E d’altra parte, si richiama, “i richiedenti asilo che accusano il personale di aver fatto un uso sproporzionato o inammissibile di violenza nei loro confronti devono essere informati in merito ai loro diritti e sostenuti dalla Sem, dai fornitori di servizi di assistenza e di sicurezza e dalla rappresentanza legale”.
C’è una via, comunque, sulla quale migranti e popolazione locale hanno la possibilità di incrociare le rispettive esistenze, quella dei lavori di pubblica utilità. Non sono molti, però, i Comuni che in questi anni si sono incamminati lungo questa strada, come fatto emergere di recente da una interpellanza del Gruppo Sinistra e Verdi di Castel San Pietro. Tra questi figura proprio Castello che, come evidenziato dal Municipio rispondendo alle sollecitazioni dei consiglieri comunali Donatella Lavezzo, Meryem Kirskanc, Mauro Collovà, Joschka Tomini e Sigfried Reithaar, è stato portato a modello di cooperazione fra il Centro federale d’asilo e le istituzioni comunali, anche per “stimolare gli altri”. In effetti, è dal 2017 che l’autorità locale promuove l’organizzazione di lavori di pubblica utilità che coinvolgono i richiedenti asilo e con risultati definiti “molto positivi”. Tant’è che il Municipio intende continuare a promuovere questa opportunità con “costanza e regolarità”, impiegando gli ospiti delle strutture in “molteplici attività”. Lavori, si rimarca, che vengono “svolti senza particolari problemi e sempre a nostra piena soddisfazione”. Qual è la motivazione che ha fatto da motore in questi anni? In realtà, risponde l’esecutivo, i fattori sono due.
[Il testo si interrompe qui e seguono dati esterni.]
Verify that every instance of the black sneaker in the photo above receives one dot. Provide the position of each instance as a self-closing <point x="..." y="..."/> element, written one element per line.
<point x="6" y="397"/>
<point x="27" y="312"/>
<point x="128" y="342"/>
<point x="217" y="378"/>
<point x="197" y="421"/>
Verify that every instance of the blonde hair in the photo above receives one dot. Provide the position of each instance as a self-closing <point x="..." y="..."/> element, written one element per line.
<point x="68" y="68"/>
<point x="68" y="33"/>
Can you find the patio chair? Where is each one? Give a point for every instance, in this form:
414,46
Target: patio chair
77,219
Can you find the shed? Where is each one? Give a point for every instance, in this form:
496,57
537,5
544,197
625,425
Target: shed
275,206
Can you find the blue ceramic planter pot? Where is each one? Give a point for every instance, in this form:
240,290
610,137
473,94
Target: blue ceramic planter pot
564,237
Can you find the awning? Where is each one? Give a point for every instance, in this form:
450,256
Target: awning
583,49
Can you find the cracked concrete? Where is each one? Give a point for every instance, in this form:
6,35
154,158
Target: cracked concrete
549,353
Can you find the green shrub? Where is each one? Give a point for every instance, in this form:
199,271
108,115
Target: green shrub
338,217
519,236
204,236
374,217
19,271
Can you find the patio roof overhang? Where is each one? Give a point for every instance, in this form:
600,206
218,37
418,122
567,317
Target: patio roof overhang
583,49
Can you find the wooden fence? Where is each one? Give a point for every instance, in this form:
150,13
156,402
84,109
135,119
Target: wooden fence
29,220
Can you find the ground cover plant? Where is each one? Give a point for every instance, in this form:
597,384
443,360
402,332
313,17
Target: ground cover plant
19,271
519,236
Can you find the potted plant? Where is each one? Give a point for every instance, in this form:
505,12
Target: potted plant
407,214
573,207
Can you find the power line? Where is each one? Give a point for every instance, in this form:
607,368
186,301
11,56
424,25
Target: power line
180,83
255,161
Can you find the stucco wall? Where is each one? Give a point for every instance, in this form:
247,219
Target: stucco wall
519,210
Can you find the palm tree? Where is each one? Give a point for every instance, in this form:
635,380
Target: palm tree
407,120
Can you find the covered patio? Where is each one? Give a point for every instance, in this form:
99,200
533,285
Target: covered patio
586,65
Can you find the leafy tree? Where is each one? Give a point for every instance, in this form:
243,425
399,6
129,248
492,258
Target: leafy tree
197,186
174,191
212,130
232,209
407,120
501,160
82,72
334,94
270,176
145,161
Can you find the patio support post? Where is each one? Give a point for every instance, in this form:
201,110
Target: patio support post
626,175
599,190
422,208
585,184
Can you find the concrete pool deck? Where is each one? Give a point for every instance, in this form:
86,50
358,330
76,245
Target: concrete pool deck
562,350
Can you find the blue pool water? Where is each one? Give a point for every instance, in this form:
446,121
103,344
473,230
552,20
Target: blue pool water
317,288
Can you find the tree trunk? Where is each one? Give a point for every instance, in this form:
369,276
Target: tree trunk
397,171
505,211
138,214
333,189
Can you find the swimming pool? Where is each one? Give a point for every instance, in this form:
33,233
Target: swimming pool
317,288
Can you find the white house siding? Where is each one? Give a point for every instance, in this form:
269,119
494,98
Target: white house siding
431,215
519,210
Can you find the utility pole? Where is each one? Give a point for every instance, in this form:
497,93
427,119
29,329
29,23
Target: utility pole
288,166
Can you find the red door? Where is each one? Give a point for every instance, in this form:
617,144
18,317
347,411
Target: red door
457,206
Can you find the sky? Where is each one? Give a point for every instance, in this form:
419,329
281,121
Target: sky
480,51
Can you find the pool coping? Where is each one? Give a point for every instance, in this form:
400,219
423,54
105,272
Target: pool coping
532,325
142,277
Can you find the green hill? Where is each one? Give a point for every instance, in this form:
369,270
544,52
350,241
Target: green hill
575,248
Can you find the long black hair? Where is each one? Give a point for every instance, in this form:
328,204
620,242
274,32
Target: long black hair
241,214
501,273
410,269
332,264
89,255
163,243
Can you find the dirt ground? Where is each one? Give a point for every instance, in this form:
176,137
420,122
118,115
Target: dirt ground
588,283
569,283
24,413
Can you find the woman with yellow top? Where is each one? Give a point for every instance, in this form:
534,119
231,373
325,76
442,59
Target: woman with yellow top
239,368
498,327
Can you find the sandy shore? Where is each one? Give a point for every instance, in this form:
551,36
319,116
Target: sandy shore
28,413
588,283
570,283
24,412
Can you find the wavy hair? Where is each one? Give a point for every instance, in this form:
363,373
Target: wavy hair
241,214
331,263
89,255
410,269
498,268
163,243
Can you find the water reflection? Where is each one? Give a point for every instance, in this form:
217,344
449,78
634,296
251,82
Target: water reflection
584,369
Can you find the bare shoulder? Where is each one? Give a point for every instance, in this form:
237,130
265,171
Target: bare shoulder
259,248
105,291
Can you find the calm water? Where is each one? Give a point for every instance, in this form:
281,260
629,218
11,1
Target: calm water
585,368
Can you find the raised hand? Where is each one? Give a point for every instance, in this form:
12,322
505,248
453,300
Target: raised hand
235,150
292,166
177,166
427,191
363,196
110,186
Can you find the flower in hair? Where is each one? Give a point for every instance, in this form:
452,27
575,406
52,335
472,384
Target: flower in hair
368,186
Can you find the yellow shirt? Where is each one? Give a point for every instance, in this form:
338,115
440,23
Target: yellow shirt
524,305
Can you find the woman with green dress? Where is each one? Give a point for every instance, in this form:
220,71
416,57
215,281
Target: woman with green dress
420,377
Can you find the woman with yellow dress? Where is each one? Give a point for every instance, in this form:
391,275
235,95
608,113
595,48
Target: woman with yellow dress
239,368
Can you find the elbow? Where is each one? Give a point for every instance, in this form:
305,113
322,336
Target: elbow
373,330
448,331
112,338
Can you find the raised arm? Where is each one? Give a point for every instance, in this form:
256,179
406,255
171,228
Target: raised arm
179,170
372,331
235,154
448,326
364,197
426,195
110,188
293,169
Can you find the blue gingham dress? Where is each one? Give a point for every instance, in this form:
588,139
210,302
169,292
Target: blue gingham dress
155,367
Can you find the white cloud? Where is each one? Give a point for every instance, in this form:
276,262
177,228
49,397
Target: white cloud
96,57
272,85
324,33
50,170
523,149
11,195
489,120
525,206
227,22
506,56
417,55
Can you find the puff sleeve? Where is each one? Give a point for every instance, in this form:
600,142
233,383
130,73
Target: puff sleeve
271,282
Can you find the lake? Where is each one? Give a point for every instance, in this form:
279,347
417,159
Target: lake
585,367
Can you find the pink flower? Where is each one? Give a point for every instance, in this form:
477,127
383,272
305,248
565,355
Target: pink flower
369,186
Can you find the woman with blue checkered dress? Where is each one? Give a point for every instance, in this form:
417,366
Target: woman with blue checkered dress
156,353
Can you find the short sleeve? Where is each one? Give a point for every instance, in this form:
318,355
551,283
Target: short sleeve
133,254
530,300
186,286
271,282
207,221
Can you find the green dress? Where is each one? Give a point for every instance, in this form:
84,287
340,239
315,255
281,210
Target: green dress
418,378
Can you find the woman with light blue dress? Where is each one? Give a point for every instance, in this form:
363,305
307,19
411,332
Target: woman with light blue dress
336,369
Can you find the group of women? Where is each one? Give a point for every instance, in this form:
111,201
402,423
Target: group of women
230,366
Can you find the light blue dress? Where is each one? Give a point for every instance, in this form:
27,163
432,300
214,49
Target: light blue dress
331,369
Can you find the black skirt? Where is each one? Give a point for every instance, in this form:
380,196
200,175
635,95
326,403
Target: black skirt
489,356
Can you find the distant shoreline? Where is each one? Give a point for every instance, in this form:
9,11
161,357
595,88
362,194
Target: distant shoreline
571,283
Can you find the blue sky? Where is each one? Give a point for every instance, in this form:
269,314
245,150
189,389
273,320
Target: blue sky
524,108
Innanzitutto, vi è stata la volontà di “contribuire a una prima minima integrazione e conoscenza del territorio che li ospita, dando uno scopo alla giornata dei richiedenti che sono gratificati dal rendersi utili”. Un altro stimolo, poi, è stato quello di poter “aiutare il Comune di Chiasso nella gestione dell’ordine pubblico, evitando il girovagare quotidiano di queste persone nelle piazze della città”.
I richiedenti stessi, assicura il Municipio, sono “molto contenti di poter passare il loro tempo in modo costruttivo”.